Immediately after surgery, biopsies were placed in medium and within 0.5 h were placed in culture dishes at 37°C for 24 h in a humidified atmosphere that contained 7% CO2. Explants of ∼1500 mg were cut into pieces of 1–2 mm3 to enhance the contact of AT with medium and were placed in 2.5 ml DMEM that was supplemented with 10% fetal bovine serum (Thermo Fisher Scientific Life Sciences, Waltham, MA, USA), glucose (4.5 g/L), and a mixture of penicillin-streptomycin-glutamine (Thermo Fisher Scientific Life Sciences).

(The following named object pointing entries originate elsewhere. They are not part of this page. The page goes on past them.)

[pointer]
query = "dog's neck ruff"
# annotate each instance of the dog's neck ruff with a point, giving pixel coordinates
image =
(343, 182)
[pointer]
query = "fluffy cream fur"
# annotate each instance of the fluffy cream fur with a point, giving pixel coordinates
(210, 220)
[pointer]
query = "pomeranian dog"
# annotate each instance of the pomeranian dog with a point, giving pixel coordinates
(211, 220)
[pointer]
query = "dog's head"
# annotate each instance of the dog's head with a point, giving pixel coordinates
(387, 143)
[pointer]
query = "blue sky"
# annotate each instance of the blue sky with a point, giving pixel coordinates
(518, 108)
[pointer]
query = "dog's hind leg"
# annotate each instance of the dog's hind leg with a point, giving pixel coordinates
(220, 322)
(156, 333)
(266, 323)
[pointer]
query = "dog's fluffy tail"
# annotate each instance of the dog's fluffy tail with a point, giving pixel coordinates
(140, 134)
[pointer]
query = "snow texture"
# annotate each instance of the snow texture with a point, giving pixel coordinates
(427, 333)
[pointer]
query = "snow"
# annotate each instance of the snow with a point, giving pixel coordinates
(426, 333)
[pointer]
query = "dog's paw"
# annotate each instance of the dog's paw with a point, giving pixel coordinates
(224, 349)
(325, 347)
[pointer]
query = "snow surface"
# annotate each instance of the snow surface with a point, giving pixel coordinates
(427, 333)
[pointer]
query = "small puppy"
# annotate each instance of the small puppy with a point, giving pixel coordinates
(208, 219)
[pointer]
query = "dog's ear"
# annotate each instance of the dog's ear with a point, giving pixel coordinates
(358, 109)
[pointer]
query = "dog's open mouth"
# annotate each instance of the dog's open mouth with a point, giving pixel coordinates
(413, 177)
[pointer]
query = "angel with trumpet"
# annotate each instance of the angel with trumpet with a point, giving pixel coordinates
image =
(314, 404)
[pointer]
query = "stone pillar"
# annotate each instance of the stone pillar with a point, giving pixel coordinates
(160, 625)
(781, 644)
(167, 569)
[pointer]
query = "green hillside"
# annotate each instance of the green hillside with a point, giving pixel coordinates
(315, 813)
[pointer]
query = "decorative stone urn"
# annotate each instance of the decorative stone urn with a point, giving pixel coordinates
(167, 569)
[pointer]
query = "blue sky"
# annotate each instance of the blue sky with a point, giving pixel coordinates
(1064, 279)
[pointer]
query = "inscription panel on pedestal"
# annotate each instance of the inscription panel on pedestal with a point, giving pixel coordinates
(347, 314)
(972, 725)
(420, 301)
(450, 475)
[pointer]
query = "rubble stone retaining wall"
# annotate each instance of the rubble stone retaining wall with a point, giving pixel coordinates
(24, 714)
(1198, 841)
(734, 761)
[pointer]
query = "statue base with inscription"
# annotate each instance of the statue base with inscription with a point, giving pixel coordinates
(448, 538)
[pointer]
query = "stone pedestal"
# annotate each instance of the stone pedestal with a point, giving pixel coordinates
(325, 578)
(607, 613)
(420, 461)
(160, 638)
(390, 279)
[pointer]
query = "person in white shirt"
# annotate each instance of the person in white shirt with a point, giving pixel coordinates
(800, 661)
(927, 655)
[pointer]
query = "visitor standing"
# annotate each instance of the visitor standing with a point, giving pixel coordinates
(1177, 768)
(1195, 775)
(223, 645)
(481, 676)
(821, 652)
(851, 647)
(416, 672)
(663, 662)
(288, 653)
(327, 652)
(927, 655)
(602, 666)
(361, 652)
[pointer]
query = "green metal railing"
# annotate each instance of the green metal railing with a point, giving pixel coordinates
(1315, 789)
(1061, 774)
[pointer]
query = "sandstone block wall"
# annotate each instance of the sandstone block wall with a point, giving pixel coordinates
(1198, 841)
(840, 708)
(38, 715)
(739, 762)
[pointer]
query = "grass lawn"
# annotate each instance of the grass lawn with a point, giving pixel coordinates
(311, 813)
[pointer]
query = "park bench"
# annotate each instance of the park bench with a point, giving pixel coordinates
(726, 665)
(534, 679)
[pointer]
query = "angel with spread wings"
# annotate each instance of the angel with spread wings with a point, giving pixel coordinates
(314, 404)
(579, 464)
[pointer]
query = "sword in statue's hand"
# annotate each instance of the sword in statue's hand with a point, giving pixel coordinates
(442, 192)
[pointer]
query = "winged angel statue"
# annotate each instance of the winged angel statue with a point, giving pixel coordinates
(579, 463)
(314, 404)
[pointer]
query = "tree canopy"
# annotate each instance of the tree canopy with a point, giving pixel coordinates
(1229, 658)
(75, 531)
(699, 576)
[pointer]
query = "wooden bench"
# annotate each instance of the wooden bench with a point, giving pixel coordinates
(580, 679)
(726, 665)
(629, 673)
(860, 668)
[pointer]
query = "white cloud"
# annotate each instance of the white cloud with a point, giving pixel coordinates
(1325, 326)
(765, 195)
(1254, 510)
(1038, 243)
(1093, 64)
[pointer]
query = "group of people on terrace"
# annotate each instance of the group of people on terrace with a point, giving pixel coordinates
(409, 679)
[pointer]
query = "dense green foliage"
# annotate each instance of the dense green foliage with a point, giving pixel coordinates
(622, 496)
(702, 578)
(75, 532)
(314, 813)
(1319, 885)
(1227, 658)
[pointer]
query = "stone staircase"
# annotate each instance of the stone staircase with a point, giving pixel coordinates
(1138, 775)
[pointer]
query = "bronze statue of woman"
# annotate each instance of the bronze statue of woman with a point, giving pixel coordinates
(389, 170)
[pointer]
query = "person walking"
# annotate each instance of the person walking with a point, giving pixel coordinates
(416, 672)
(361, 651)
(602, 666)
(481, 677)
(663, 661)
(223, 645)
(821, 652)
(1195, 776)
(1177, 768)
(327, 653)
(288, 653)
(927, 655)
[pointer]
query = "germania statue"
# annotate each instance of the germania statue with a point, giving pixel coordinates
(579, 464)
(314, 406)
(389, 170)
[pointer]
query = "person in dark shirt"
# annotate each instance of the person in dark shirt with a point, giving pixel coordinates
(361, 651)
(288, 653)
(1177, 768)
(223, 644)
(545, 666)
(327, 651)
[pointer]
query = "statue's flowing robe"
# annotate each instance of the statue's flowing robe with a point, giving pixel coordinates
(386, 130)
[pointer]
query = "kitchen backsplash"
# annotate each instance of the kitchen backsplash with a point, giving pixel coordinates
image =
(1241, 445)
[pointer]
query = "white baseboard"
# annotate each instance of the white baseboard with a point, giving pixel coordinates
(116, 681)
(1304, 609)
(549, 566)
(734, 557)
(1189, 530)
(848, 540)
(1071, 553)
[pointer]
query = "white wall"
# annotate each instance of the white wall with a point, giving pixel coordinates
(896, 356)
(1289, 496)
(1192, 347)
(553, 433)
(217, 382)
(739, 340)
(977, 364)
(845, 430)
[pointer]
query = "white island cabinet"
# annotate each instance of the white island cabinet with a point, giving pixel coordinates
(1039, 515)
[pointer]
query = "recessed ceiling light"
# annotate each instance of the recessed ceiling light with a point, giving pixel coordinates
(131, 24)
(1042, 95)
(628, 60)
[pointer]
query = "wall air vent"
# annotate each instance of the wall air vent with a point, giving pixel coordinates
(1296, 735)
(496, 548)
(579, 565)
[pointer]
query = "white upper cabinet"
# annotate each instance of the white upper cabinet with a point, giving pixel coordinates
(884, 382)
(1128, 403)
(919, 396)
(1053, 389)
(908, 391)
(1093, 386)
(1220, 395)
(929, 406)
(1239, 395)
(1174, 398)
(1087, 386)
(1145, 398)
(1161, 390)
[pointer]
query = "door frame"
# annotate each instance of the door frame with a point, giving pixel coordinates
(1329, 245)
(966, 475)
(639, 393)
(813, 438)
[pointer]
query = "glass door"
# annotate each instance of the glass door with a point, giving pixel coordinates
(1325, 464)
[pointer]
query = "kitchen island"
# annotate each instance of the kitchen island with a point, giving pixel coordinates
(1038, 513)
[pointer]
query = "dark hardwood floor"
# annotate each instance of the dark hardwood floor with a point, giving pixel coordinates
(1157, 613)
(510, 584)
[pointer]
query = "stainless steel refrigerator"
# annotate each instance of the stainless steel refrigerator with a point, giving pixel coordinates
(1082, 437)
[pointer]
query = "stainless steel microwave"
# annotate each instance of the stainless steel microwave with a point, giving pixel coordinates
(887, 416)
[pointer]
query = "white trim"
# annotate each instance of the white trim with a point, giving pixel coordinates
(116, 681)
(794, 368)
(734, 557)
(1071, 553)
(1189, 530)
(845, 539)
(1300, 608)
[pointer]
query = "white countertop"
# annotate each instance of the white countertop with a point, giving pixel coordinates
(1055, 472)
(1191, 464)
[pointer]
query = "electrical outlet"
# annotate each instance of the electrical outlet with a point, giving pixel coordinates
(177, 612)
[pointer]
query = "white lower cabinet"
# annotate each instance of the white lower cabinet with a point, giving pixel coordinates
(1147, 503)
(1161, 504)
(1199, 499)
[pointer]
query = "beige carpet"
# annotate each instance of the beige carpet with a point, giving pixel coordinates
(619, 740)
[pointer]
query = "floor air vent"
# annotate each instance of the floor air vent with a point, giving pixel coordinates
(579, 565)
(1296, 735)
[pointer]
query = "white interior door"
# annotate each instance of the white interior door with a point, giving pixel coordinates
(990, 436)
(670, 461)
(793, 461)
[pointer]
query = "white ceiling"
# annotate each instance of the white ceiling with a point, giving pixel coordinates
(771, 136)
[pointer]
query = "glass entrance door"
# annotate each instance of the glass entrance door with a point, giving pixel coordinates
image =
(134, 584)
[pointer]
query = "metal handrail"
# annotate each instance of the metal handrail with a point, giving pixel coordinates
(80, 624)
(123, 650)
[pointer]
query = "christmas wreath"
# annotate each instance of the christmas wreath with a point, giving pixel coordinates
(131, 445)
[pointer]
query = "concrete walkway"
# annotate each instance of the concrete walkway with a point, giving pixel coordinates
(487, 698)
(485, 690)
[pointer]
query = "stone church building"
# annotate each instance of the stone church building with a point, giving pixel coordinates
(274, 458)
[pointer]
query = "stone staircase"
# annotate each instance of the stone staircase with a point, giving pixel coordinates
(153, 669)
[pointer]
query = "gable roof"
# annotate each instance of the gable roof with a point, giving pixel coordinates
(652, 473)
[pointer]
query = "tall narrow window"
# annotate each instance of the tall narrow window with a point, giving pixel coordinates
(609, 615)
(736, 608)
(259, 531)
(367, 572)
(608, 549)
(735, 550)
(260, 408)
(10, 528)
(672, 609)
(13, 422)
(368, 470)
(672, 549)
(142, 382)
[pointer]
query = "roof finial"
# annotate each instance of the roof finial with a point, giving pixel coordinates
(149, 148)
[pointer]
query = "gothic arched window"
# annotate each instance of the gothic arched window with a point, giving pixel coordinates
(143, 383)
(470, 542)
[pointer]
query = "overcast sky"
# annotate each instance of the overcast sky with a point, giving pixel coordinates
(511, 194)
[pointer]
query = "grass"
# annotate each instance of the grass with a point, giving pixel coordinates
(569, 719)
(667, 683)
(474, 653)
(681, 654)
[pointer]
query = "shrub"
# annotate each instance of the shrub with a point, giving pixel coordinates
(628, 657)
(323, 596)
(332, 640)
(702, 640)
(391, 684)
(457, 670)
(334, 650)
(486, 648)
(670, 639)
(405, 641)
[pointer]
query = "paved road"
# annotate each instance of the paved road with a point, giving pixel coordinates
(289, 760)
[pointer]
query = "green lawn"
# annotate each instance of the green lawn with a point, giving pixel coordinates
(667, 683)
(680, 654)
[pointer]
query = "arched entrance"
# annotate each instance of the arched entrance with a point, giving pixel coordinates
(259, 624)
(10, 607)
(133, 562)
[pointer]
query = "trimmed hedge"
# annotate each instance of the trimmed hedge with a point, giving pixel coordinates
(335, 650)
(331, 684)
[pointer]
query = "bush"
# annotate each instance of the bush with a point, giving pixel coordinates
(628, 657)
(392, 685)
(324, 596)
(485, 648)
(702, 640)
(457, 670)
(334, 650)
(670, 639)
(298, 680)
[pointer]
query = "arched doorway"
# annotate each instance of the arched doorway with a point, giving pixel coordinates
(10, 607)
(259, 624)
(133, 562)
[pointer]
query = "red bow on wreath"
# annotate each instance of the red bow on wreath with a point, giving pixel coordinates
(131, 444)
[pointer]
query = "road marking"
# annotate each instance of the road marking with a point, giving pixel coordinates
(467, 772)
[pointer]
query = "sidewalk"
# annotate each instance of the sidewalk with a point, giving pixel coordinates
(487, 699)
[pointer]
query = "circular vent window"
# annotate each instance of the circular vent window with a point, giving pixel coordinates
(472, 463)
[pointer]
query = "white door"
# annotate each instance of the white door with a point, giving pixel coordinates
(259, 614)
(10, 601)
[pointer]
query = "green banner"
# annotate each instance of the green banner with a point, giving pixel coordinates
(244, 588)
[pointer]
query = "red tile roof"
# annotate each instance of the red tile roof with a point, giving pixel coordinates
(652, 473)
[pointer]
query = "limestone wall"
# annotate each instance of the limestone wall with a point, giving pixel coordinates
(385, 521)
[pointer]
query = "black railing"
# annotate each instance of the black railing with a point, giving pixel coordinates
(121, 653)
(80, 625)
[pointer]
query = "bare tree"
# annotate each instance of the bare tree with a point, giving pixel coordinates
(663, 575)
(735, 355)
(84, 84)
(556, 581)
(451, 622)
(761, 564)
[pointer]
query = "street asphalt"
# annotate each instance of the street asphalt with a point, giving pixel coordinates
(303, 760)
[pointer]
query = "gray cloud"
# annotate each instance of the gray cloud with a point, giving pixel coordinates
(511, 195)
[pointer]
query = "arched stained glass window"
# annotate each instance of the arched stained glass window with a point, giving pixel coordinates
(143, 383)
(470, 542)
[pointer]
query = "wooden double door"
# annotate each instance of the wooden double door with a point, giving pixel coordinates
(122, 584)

On the next day at 08:00 h, before the start of the experiment, medium was changed with DMEM that was supplemented with 1 g/L glucose and a mixture of penicillin-streptomycin-glutamine (Thermo Fisher Scientific Life Sciences), but without fetal bovine serum. Every 4 h, different explants were treated with the 4 different concentrations of insulin (Supplemental Fig. 1). After 10 min of treatment with insulin, AT explants were collected in cryotubes and frozen at −80°C for later analysis of the pAKT-to-tAKT ratio by Western blot.

Western blot

Explants were homogenized in RIPA buffer (0.1% SDS, 0.1% sodium deoxycholate, and 1% Triton X-100 in PBS) with protease and phosphatase inhibitor cocktails (Sigma-Aldrich, St. Louis, MO, USA; and Santa Cruz Biotechnology, Dallas, TX, USA, respectively). Homogenates were sonicated and centrifuged (20 min, 4°C, 7000 g). Protein concentration was measured in supernatants by using bicinchoninic acid assay; Laemmli sample buffer (Bio-Rad, Hercules, CA, USA) was then added, and samples were heated at 95°C for 5 min. Samples were separated by SDS-PAGE and transferred to nitrocellulose membranes that were then blocked in TBST (Tris-buffered saline that contained 0.1% Tween and 5% nonfat dried milk) and immunoblotted by using a 1:2000 dilution of Ser473 rabbit monoclonal anti-pAKT antibody (Cell Signaling Technology, Danvers, MA, USA). After washing the membranes, they were incubated with horseradish peroxide–conjugated goat anti-rabbit antibody (Sigma-Aldrich) in TBST. Antibody binding was visualized by using the Pierce chemiluminescent Western blotting detection system (PerkinElmer, Waltham, MA, USA). Membranes were blocked and washed with TBST. Finally, they were reprobed with 1:1000 dilution of rabbit polyclonal anti-tAKT antibody (Cell Signaling Technology).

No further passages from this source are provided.